We count the computational operations in the same way as in the previous example, but this time the computationally most costly projection is the projection onto the set of matrices with limited rank via the singular value decomposition. The results in Figure 2 show that the convergence of parallel Dykstra’s algorithm almost stalls: the solution estimate gets closer to satisfying the bound constraints, but there is hardly any progress towards the rank constraint set. PARSDMM does not seem to suffer from non-convexity in this particular example.

Figure2Relative transform-domain set feasibility (equation \(\ref{feas_stop}\)) as a function of the number of conjugate-gradient iterations and projections onto the set of matrices with limited rank via the SVD. This figure also shows relative change per iteration in the solution \(x\).

We used the single-level version of PARSDMM such that we can compare the computational cost with Parallel Dykstra. The PARSDMM results in this section are therefore pessimistic in general, as the multilevel version can offer additional speedups, which we show next.
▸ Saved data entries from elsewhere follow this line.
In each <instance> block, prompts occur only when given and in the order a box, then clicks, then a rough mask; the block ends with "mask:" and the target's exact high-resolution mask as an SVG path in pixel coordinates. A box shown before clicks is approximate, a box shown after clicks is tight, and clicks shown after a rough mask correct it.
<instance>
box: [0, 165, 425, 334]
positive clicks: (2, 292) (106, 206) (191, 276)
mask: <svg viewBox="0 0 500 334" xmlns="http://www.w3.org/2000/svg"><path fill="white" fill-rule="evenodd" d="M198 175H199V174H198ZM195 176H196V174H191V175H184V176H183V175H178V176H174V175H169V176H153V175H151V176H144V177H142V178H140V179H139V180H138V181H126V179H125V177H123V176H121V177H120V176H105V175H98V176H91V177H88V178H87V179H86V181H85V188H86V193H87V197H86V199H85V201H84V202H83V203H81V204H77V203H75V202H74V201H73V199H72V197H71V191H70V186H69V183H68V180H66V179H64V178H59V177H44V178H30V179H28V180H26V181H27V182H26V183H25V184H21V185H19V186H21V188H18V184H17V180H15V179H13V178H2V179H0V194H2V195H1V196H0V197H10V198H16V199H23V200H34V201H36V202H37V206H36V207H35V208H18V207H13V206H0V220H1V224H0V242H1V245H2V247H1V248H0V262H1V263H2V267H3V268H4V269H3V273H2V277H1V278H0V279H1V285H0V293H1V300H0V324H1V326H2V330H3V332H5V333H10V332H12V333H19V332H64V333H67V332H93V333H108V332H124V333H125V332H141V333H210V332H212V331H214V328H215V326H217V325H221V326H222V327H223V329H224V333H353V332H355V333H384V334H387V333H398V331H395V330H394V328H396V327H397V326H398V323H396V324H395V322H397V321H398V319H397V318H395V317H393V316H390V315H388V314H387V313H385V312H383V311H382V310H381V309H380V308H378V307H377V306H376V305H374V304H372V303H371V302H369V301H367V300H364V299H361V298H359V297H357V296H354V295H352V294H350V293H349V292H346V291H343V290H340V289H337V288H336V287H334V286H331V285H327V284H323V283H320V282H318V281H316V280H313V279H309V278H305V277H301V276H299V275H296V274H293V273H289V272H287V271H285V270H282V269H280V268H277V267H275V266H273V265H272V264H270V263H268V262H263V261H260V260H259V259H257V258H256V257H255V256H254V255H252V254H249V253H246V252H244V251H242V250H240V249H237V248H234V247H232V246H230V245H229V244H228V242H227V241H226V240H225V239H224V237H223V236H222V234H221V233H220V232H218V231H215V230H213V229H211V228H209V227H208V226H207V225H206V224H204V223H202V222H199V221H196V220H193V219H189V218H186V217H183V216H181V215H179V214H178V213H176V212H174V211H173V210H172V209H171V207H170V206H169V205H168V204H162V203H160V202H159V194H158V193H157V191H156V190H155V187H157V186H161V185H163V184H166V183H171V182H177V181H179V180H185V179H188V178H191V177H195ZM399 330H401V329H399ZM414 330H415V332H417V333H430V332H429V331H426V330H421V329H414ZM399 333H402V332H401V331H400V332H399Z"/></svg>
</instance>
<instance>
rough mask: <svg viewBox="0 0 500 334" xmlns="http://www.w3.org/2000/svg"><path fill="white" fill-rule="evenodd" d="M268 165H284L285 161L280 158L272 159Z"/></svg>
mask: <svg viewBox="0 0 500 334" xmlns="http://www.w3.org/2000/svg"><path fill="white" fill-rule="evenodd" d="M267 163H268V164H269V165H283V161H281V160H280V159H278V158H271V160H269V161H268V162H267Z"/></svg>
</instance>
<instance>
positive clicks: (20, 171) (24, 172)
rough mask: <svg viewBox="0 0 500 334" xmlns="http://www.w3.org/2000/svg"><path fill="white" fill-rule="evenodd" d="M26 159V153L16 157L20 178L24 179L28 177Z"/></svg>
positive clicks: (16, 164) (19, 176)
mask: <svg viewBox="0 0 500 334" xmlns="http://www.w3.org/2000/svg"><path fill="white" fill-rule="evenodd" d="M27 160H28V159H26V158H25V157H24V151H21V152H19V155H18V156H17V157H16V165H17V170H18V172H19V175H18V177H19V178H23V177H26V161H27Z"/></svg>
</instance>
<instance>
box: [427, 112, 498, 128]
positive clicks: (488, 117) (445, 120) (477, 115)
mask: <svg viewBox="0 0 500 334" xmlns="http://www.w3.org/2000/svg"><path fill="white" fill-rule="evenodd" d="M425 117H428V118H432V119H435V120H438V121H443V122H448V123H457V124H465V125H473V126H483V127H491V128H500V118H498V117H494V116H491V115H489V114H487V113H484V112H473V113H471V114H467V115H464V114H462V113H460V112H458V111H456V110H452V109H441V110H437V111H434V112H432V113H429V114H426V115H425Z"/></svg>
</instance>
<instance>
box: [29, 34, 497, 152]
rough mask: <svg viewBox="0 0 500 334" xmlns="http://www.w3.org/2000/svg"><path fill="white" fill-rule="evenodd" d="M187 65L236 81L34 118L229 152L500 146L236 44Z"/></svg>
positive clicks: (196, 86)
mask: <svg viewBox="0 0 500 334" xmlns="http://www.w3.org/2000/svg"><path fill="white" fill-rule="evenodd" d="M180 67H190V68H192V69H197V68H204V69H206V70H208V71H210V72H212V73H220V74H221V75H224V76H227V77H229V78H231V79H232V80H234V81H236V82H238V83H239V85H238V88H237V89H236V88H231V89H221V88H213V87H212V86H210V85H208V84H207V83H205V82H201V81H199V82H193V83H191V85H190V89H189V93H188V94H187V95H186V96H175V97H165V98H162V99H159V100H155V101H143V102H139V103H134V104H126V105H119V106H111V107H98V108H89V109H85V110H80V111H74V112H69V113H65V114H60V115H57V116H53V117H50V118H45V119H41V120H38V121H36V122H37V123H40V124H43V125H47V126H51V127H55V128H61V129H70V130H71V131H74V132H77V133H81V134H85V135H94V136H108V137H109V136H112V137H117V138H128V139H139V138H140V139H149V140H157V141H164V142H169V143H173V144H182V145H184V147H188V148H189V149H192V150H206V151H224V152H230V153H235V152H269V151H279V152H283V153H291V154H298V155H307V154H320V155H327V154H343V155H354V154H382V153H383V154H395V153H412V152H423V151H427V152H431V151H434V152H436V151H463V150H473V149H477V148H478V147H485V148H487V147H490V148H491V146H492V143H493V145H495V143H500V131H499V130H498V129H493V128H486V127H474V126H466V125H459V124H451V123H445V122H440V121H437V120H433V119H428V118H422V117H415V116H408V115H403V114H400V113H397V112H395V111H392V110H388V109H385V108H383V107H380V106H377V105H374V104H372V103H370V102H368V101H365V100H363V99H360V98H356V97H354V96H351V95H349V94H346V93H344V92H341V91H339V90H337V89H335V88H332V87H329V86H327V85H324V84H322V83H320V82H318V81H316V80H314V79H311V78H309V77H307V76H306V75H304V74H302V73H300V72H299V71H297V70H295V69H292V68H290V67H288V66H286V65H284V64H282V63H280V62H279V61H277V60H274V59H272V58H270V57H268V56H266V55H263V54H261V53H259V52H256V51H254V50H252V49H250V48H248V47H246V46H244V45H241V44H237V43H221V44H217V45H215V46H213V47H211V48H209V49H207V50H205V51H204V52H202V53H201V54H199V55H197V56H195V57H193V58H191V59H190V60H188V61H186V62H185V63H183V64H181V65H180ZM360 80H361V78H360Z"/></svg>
Some timings for 2D and 3D projections

We show timings for projections of geological models onto two different intersections for the four modes of operation: PARSDMM, parallel PARSDMM, multilevel PARSDMM, and multilevel parallel PARSDMM. As we mentioned, the multilevel version has a small additional overhead compared to single-level PARSDMM because of one interpolation procedure per level. Parallel PARSDMM has communication overhead compared to serial PARSDMM. However, serial PARSDMM still uses multi-threading for projections, the matrix-vector product in the conjugate-gradient method, and BLAS operations, but the \(y_i\) and \(v_i\) computations in Algorithm #alg:PARSDMM remain sequential for every \(i=1,2,\cdots,p, p+1\), contrary to parallel PARSDMM. We carry our computations out on a dedicated cluster node with \(2\) CPUs per node with 10 cores per CPU (Intel Ivy Bridge 2.8 GHz E5-2680v2) and 128 GB of memory per node.

The following sets have been used to regularize geophysical inverse problems and form the intersection for our first test case:

  1. \(\{ m \: | \: \sigma_1 \leq m[i] \leq \sigma_2 \}\) : bound constraints
  2. \(\{ m \: | \: -\sigma_3 \leq ((D_x \otimes I_z) m)[i] \leq \sigma_3 \}\): lateral smoothness constraints. There are two of these constraints in the 3D case: for the \(x\) and \(y\) direction separately.
  3. \(\{ m \: | \: 0 \leq ((I_x \otimes D_z) m)[i] \leq \infty \}\) : vertical monotonicity constraints

The results in Figure 3 show that the multilevel strategy is much faster than the single-level version of PARSDMM. The multilevel overhead costs are thus small compared to the speedup. It also shows that, as expected, the parallel versions require some communication time, so the problems need to be large enough for the parallel version of PARSDMM to offer speedups compared to its serial counterpart.

Figure3Timings for a 2D and 3D example where we project a geological model onto the intersection of bounds, lateral smoothness, and vertical monotonicity constraints.